После парочки вопросов типа «где крестился, на кого учился», американка приступила к главному.
— Расскажите, как это был с Гиммлер?
— Нет. Об этом разговора не будет. Там много людей задействованы, которые могут пострадать. Поэтому о чем-нибудь другом. Секретное дело, понимаете⁈
— Ок, а что можно?
Ну я ей и живиписнул, как в лагерь попал, про больницу, про скотские условия, как немцы собирались пленных уничтожить. Ну, и про побег наш. Тут уж красок не пожалел.
Меган сначала просто слушала, потом за блокнот схватилась.
— Извыните, я боюс забыват подробност. Уан момент.
Что она там строчила — не знаю, она ж на своем писала. Как по мне, авантюра это. Такие вещи с кондачка не делаются. Через политотдел надо. Там согласуют тему беседы, вопросы, переводчика предоставят. Перевести, чтобы ошибок не получилось. Ну и присмотреть, чтобы чего лишнего наш человек не ляпнул. А то вот так выпьет военный чутка лишнего, да и сообщит какие сведения, составляющие военную тайну. Но мне командующий практически приказал при свидетелях, это раз. И история про наш побег от немцев никак не секретная, это два. Её я уже сто раз излагал, и устно, и письменно. В том числе и… Ладно, вот про этого слушателя не буду. И никаких претензий не было. Хотя бы потому, что в итоге это привело к возвращению домой моего боевого товарища.

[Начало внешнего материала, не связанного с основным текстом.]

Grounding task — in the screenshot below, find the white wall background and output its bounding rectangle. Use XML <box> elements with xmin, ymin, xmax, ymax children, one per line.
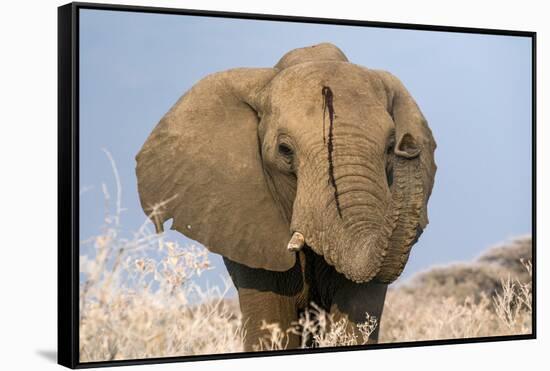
<box><xmin>0</xmin><ymin>0</ymin><xmax>550</xmax><ymax>371</ymax></box>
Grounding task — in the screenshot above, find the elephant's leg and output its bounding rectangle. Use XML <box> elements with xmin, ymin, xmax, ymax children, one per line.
<box><xmin>330</xmin><ymin>280</ymin><xmax>388</xmax><ymax>344</ymax></box>
<box><xmin>238</xmin><ymin>288</ymin><xmax>300</xmax><ymax>352</ymax></box>
<box><xmin>224</xmin><ymin>258</ymin><xmax>306</xmax><ymax>351</ymax></box>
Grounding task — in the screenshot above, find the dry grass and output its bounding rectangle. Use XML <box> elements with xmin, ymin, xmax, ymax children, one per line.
<box><xmin>80</xmin><ymin>153</ymin><xmax>532</xmax><ymax>362</ymax></box>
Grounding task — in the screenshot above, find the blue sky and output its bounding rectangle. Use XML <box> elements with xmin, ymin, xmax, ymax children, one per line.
<box><xmin>80</xmin><ymin>10</ymin><xmax>532</xmax><ymax>294</ymax></box>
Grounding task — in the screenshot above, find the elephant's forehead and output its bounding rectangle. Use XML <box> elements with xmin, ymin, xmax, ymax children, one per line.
<box><xmin>269</xmin><ymin>62</ymin><xmax>384</xmax><ymax>110</ymax></box>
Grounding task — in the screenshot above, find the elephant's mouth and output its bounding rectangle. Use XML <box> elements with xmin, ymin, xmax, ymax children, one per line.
<box><xmin>287</xmin><ymin>157</ymin><xmax>423</xmax><ymax>283</ymax></box>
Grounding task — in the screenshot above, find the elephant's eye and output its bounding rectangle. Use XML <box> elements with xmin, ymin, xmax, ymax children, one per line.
<box><xmin>279</xmin><ymin>143</ymin><xmax>294</xmax><ymax>157</ymax></box>
<box><xmin>386</xmin><ymin>137</ymin><xmax>395</xmax><ymax>155</ymax></box>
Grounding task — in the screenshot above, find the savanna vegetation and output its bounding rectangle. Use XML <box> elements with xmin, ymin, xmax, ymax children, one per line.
<box><xmin>80</xmin><ymin>158</ymin><xmax>532</xmax><ymax>362</ymax></box>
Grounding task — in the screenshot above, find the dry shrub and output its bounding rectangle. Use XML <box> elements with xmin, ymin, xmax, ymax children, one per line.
<box><xmin>255</xmin><ymin>303</ymin><xmax>378</xmax><ymax>350</ymax></box>
<box><xmin>380</xmin><ymin>238</ymin><xmax>532</xmax><ymax>342</ymax></box>
<box><xmin>79</xmin><ymin>153</ymin><xmax>243</xmax><ymax>362</ymax></box>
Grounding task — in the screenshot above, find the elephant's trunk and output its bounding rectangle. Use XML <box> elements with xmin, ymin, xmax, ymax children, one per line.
<box><xmin>291</xmin><ymin>132</ymin><xmax>423</xmax><ymax>282</ymax></box>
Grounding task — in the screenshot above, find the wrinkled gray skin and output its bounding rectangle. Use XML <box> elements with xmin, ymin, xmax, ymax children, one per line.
<box><xmin>136</xmin><ymin>43</ymin><xmax>436</xmax><ymax>350</ymax></box>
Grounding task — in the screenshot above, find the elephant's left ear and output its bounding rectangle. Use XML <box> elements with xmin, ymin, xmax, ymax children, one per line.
<box><xmin>136</xmin><ymin>68</ymin><xmax>295</xmax><ymax>271</ymax></box>
<box><xmin>369</xmin><ymin>70</ymin><xmax>437</xmax><ymax>229</ymax></box>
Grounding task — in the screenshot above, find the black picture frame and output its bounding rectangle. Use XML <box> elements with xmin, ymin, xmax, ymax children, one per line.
<box><xmin>57</xmin><ymin>2</ymin><xmax>537</xmax><ymax>368</ymax></box>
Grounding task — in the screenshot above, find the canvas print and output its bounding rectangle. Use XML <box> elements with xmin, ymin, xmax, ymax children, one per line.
<box><xmin>74</xmin><ymin>9</ymin><xmax>533</xmax><ymax>363</ymax></box>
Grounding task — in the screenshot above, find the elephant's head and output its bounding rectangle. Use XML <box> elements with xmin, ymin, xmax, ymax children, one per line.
<box><xmin>137</xmin><ymin>44</ymin><xmax>436</xmax><ymax>282</ymax></box>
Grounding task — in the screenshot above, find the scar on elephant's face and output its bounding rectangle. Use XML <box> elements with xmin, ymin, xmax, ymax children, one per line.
<box><xmin>321</xmin><ymin>86</ymin><xmax>342</xmax><ymax>218</ymax></box>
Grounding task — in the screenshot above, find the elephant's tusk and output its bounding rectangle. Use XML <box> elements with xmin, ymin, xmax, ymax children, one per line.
<box><xmin>286</xmin><ymin>232</ymin><xmax>305</xmax><ymax>252</ymax></box>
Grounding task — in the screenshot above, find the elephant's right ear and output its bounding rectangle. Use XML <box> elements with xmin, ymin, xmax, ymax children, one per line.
<box><xmin>136</xmin><ymin>68</ymin><xmax>295</xmax><ymax>271</ymax></box>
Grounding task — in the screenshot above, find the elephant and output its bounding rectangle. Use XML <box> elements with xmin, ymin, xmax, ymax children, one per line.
<box><xmin>136</xmin><ymin>43</ymin><xmax>436</xmax><ymax>351</ymax></box>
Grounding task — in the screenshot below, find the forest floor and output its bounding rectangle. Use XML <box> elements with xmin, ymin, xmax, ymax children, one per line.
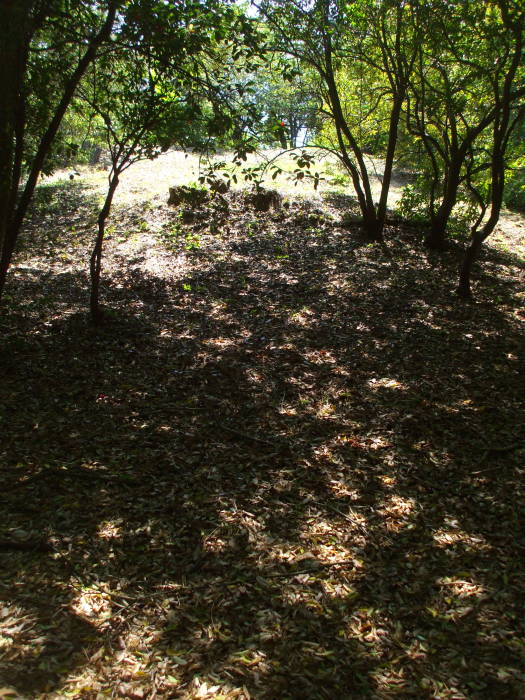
<box><xmin>0</xmin><ymin>150</ymin><xmax>525</xmax><ymax>700</ymax></box>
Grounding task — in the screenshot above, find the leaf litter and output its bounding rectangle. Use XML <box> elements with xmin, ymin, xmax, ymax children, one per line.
<box><xmin>0</xmin><ymin>161</ymin><xmax>525</xmax><ymax>700</ymax></box>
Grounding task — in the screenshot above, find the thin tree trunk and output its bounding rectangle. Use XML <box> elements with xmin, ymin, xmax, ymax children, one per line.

— Ну вот такая история, — сказал я, поднимаясь.
— Это… просто ужасный вещь! — открыв широко глаза, припечатала Меган. — Я обязательно буду писать об этот случай! Так невозможно! Пленный убивать и не кормить! Вы есть настоящий герой, что спасли их!
Ага, еще про Женевскую конвенцию и Красный Крест вспомни.
Но похоже американка не про то думала. Вскочив, да так, что уронила на землю и блокнот свой, и сумочку, она схватила мое лицо, и прямо-таки впечаталась губами в мои. И поцелуй этот был… совсем не такой, как обычно чужих целуют. Он длился не одну секунду, и даже не пять.
Наконец, я не выдержал, деликатно отстранил американку. Меган раскраснелась, тяжело задышала. Ее обширная грудь под блузкой прямо-таки подскакивала вверх.
— Товарищ колонел, а можно просить вас помощь выгнат… как это будет по-русски?… рэт? — она даже показала размеры того, что незаконно у нее поселилось. С небольшого щенка примерно.
— Крыса?
— Да, я видела это у себя в жельище..
Вот чего мне не хватало, так это еще похода в ее землянку. Ну и отказываться тоже неудобно. Пошли ловить крысу.
Землянку американке выдали самую лучшую, небось, интенданта фронтового выселили отсюда — обитая деревом, со столом и стульями, освещение — сразу две керосиновых лампы. И на полочке на всякий случай сплющенные гильзы, штуки три. Если что — чадить будут нещадно, но без света не останешься.